National level policymakers can also effectively use the research portfolio to further enhance the overall research diversity of an institution and the country as well. Such policy makers may take decisions like –

  1. Develop policies for establishing novel research collaboration between institutions with similar core-competency at either one or at both levels of expertise. Such collaborations may be among Academic institutions themselves (A2A), with the government (A2G), or even with the industry (A2I).

  2. Develop policies for further growth of international collaborations based on the two levels of expertise.
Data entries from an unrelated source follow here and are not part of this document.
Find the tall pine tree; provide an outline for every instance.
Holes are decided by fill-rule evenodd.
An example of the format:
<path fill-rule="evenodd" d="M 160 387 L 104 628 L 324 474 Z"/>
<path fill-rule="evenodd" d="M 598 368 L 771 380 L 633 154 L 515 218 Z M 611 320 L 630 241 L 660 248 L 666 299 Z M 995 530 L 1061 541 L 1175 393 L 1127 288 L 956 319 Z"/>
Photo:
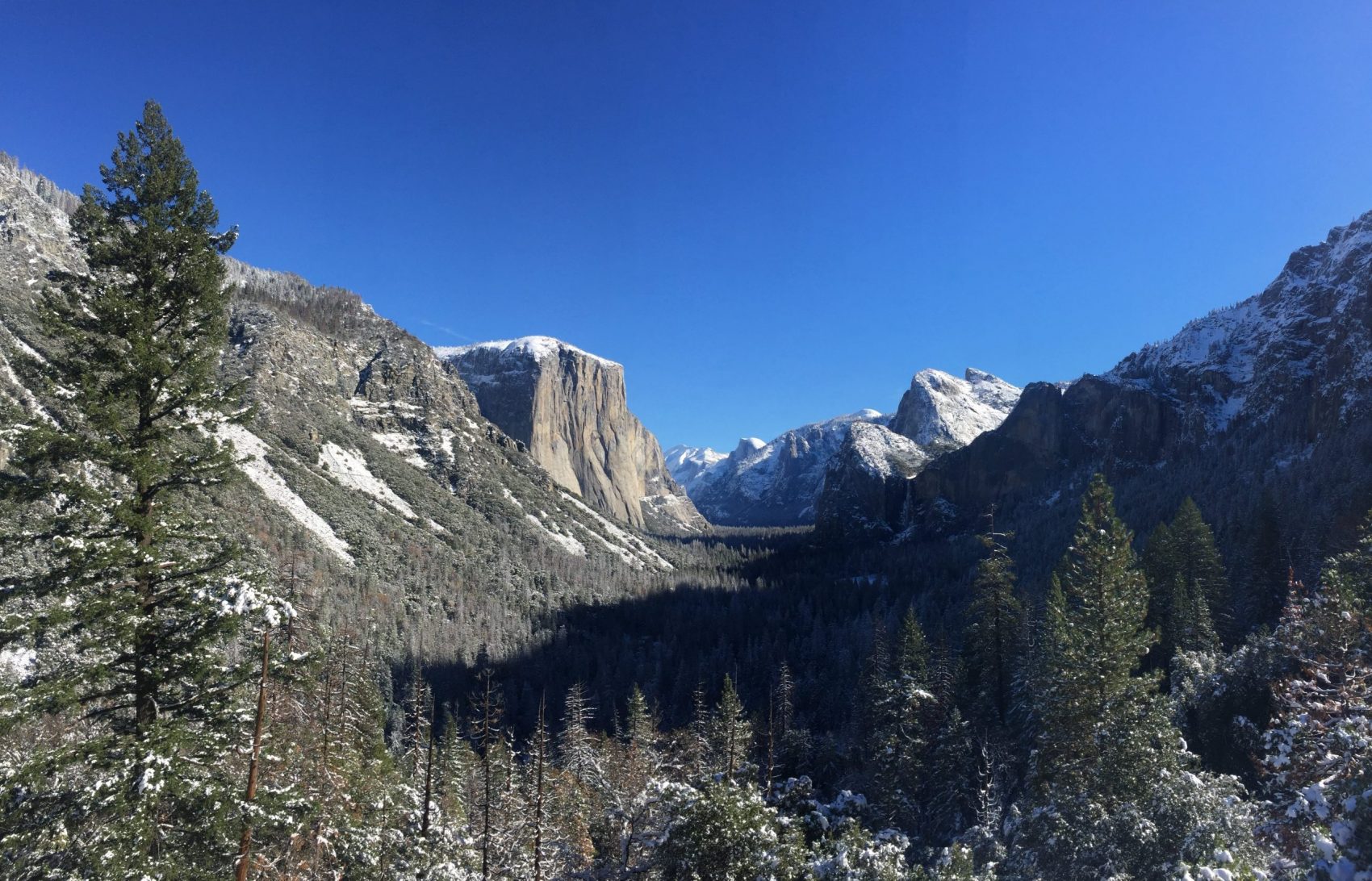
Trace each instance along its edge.
<path fill-rule="evenodd" d="M 991 552 L 977 565 L 963 637 L 969 711 L 984 729 L 1004 729 L 1014 700 L 1024 607 L 1015 598 L 1015 561 L 993 528 L 981 538 Z"/>
<path fill-rule="evenodd" d="M 30 751 L 0 822 L 8 858 L 44 877 L 222 876 L 247 674 L 225 646 L 270 604 L 206 495 L 233 476 L 217 428 L 237 408 L 218 379 L 235 232 L 215 231 L 152 102 L 100 177 L 71 221 L 85 270 L 55 274 L 43 303 L 38 372 L 64 402 L 19 434 L 4 480 L 15 532 L 48 550 L 0 575 L 4 642 L 34 652 L 0 726 L 73 727 Z"/>

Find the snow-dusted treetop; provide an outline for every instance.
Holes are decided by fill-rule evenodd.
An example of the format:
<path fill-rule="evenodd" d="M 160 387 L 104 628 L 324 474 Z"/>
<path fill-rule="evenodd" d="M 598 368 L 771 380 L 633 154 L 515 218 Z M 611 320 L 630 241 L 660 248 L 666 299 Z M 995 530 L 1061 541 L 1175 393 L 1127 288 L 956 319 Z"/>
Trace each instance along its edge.
<path fill-rule="evenodd" d="M 985 371 L 967 368 L 965 379 L 958 379 L 923 369 L 910 381 L 890 428 L 923 447 L 960 447 L 997 428 L 1017 401 L 1017 386 Z"/>

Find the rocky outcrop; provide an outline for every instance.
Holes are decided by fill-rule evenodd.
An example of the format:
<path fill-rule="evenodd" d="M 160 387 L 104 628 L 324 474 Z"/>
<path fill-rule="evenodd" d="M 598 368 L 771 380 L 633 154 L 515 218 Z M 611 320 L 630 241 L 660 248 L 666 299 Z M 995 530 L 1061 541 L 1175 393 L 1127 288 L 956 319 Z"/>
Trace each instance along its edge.
<path fill-rule="evenodd" d="M 719 464 L 729 458 L 729 453 L 712 450 L 708 446 L 686 446 L 678 443 L 663 453 L 667 458 L 667 471 L 686 494 L 690 495 L 696 487 L 709 480 Z"/>
<path fill-rule="evenodd" d="M 906 484 L 937 456 L 885 425 L 853 423 L 829 464 L 816 524 L 877 538 L 892 534 L 906 505 Z"/>
<path fill-rule="evenodd" d="M 890 430 L 863 431 L 836 457 L 816 506 L 823 532 L 890 535 L 906 517 L 910 480 L 944 453 L 996 428 L 1019 388 L 985 371 L 925 369 L 910 380 Z"/>
<path fill-rule="evenodd" d="M 694 475 L 691 501 L 722 526 L 814 523 L 825 472 L 849 428 L 878 420 L 885 417 L 877 410 L 859 410 L 792 428 L 770 443 L 744 438 L 726 458 Z"/>
<path fill-rule="evenodd" d="M 549 336 L 436 351 L 560 486 L 635 527 L 707 526 L 630 412 L 622 365 Z"/>
<path fill-rule="evenodd" d="M 938 454 L 999 425 L 1018 397 L 1019 388 L 984 371 L 969 368 L 959 379 L 926 369 L 915 373 L 893 416 L 859 410 L 793 428 L 770 443 L 745 438 L 727 457 L 674 447 L 668 464 L 711 523 L 818 523 L 879 534 L 901 508 L 888 505 L 888 495 L 903 494 L 910 478 Z M 849 445 L 858 425 L 859 442 Z M 873 456 L 864 458 L 864 449 Z M 873 468 L 877 461 L 899 465 Z M 849 467 L 852 475 L 845 473 Z M 879 480 L 890 480 L 892 489 L 878 487 Z"/>
<path fill-rule="evenodd" d="M 1139 530 L 1192 495 L 1229 548 L 1266 510 L 1298 569 L 1349 541 L 1372 505 L 1372 213 L 1109 373 L 1030 384 L 911 480 L 886 526 L 944 542 L 993 506 L 1021 546 L 1059 546 L 1096 471 Z"/>

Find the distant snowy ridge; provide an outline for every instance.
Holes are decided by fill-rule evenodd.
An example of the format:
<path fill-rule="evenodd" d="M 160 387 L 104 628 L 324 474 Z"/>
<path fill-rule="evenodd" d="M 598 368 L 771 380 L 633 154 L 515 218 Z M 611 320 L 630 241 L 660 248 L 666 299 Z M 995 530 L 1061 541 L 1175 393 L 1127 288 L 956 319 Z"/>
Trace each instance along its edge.
<path fill-rule="evenodd" d="M 1018 399 L 1018 387 L 985 371 L 967 368 L 958 379 L 925 369 L 910 381 L 890 428 L 930 450 L 958 449 L 997 428 Z"/>
<path fill-rule="evenodd" d="M 597 354 L 591 354 L 584 349 L 578 349 L 571 343 L 565 343 L 554 336 L 521 336 L 519 339 L 493 339 L 484 343 L 472 343 L 469 346 L 434 346 L 434 354 L 439 358 L 449 361 L 451 358 L 458 358 L 466 353 L 476 350 L 498 351 L 501 354 L 508 354 L 512 358 L 525 358 L 532 361 L 547 361 L 549 358 L 557 358 L 561 353 L 575 353 L 584 358 L 593 358 L 600 361 L 606 366 L 620 368 L 624 365 L 617 361 L 611 361 L 609 358 L 602 358 Z"/>
<path fill-rule="evenodd" d="M 729 460 L 729 453 L 720 453 L 708 446 L 678 443 L 663 453 L 663 457 L 667 460 L 667 471 L 671 472 L 672 480 L 690 495 L 701 480 L 709 480 L 711 473 L 718 471 L 720 462 Z"/>
<path fill-rule="evenodd" d="M 959 379 L 926 369 L 915 373 L 890 416 L 866 409 L 793 428 L 771 442 L 744 438 L 729 456 L 678 446 L 668 451 L 668 468 L 713 523 L 814 523 L 833 462 L 841 458 L 842 467 L 908 479 L 937 454 L 1000 425 L 1018 399 L 1018 387 L 985 371 L 969 368 Z M 863 427 L 859 443 L 840 457 L 856 425 Z M 866 486 L 862 493 L 873 495 Z"/>

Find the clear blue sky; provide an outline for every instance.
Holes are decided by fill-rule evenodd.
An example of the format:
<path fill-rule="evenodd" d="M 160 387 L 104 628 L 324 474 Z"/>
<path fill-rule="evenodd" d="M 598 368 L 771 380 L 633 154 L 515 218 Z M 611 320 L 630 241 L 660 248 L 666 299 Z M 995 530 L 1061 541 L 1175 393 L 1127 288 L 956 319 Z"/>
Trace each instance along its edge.
<path fill-rule="evenodd" d="M 1104 371 L 1372 209 L 1367 3 L 0 0 L 0 150 L 162 102 L 235 255 L 730 449 Z"/>

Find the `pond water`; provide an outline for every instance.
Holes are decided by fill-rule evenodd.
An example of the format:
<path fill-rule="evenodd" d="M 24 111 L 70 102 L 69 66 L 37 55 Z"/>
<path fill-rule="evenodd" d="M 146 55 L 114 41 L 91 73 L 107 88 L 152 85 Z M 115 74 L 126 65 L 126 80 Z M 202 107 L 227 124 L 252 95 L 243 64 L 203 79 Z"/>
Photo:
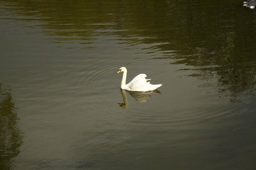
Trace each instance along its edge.
<path fill-rule="evenodd" d="M 255 169 L 242 1 L 1 1 L 0 169 Z"/>

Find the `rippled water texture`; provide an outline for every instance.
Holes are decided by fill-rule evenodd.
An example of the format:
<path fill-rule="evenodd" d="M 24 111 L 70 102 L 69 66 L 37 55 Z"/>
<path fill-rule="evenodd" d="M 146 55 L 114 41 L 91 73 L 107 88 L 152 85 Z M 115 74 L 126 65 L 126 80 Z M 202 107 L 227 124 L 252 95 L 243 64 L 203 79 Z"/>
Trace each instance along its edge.
<path fill-rule="evenodd" d="M 1 1 L 0 169 L 255 169 L 242 1 Z"/>

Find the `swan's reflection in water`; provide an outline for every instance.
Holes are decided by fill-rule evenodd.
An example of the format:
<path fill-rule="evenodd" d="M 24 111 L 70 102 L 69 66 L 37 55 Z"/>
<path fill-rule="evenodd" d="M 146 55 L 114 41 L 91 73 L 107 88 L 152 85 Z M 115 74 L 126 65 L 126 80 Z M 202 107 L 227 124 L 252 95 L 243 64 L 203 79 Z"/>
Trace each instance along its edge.
<path fill-rule="evenodd" d="M 126 109 L 128 107 L 128 99 L 126 96 L 126 92 L 130 94 L 135 99 L 141 103 L 144 103 L 147 102 L 147 100 L 151 98 L 151 94 L 153 93 L 161 93 L 159 91 L 155 90 L 150 92 L 131 92 L 126 91 L 125 90 L 121 89 L 122 96 L 123 97 L 123 103 L 118 103 L 120 107 L 123 109 Z"/>

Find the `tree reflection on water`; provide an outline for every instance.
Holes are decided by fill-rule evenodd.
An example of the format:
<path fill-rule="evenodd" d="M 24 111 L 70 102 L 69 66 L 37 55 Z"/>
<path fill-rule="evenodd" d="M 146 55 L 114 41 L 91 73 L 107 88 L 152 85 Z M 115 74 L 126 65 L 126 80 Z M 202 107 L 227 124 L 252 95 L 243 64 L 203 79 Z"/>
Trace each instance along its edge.
<path fill-rule="evenodd" d="M 0 169 L 10 169 L 23 143 L 23 132 L 18 127 L 14 99 L 10 86 L 0 83 Z"/>

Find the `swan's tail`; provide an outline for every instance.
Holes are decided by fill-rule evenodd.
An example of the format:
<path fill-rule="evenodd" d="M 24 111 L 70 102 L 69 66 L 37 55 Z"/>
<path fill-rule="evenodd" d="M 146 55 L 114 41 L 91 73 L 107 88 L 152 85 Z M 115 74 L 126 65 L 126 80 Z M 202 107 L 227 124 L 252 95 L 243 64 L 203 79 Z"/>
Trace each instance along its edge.
<path fill-rule="evenodd" d="M 150 84 L 151 85 L 151 87 L 152 88 L 152 90 L 154 90 L 155 89 L 156 89 L 158 88 L 160 88 L 160 86 L 162 86 L 163 85 L 162 84 Z"/>

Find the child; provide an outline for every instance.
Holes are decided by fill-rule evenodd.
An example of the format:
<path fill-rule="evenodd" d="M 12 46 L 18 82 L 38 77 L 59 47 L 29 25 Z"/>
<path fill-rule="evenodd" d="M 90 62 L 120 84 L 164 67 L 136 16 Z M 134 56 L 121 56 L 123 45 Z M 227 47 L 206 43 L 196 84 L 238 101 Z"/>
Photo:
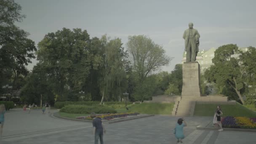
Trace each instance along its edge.
<path fill-rule="evenodd" d="M 45 106 L 44 104 L 43 105 L 43 108 L 42 109 L 42 111 L 43 111 L 43 114 L 45 114 Z"/>
<path fill-rule="evenodd" d="M 93 134 L 94 135 L 94 144 L 97 144 L 99 138 L 101 144 L 103 144 L 103 132 L 106 133 L 106 130 L 104 125 L 101 122 L 101 119 L 99 117 L 96 117 L 95 113 L 93 112 L 91 113 L 91 117 L 93 119 Z"/>
<path fill-rule="evenodd" d="M 0 136 L 2 137 L 3 133 L 3 123 L 5 121 L 4 115 L 5 113 L 5 107 L 3 104 L 0 105 L 0 125 L 1 125 L 1 128 L 0 129 Z"/>
<path fill-rule="evenodd" d="M 184 123 L 183 123 L 184 122 Z M 184 121 L 184 119 L 183 118 L 179 118 L 178 120 L 178 122 L 176 123 L 175 126 L 175 137 L 177 139 L 177 142 L 183 143 L 182 139 L 185 138 L 184 133 L 183 133 L 183 127 L 187 126 L 187 123 Z"/>

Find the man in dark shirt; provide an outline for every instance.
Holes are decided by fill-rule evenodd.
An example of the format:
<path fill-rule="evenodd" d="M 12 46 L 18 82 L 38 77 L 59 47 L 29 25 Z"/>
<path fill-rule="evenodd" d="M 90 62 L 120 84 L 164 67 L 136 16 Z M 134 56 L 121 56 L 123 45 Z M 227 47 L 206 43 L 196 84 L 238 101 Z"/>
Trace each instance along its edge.
<path fill-rule="evenodd" d="M 106 133 L 106 130 L 104 128 L 104 125 L 101 122 L 101 119 L 99 117 L 96 117 L 95 113 L 93 112 L 92 112 L 91 115 L 91 117 L 93 120 L 93 134 L 95 135 L 95 144 L 98 144 L 99 138 L 101 144 L 103 144 L 103 132 L 104 133 Z"/>

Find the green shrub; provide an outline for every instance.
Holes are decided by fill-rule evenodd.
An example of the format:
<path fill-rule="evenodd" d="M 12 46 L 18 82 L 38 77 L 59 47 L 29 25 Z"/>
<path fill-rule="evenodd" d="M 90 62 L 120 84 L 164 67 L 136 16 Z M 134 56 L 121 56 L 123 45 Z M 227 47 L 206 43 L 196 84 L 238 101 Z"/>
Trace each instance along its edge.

Although the proposed indicator can be used to compute the diversity of an institution at two different levels, the methodology has been tried on WoS database only. The robustness of the framework can be affirmed if a different database is used, like the Scopus database (which contains Subject Areas for level 1, and author keywords for level 2), or the Dimensions database (which contains the FOR field for level 1, and concepts for level 2). This extension of the current work would be reserved for further study.

6. Conclusion

In this study, we have proposed a framework for a research portfolio of an institution. This research portfolio consists of two levels – (i) a broad level thematic area classification to determine the core competent subject categories in which an institution excels, using an Expertise index \(x_{d}\)-index, and (ii) a finer level thematic area classification, to determine the core competent keywords within the core competent categories. This two-level research portfolio may benefit institutional as well as national-level policy makers. Institutional policymakers can use the portfolio to showcase their core competent research areas and keywords to other institutions for further possibilities of collaborations. National level policymakers can use the institutional portfolios to define policies based on institutions with similar portfolios, or propose international collaborations. This framework can be easily used to enhance the scholarly ecosystem of an institution, and present an institution’s research interests at two different levels.

Open science practices

This work used research publication data for 136 Indian institutions for the period 2011-20 from the Web of Science database. We will be happy to share the publication DOIs on request. The analysis and framework designed mainly utilized computer programs written in Python and would be shared on request.

Author contributions

The first author downloaded the data, carried out experimental work and participated in writing of the paper. The second author proposed the idea of expertise-based indices and participated in writing and review. The third author conceptualized the work and guided the experimental work and participated in writing and review of the paper.

Competing interests

The authors declare that manuscript complies with ethical standards of the conference and there is no conflict of interests whatsoever.

Funding information

This work is partly supported by extramural research grant no.: MTR/2020/000625 from Science and Engineering Research Board (SERB), India, and by HPE Aruba Centre for Research in Information Systems at BHU (No.: M-22-69 of BHU).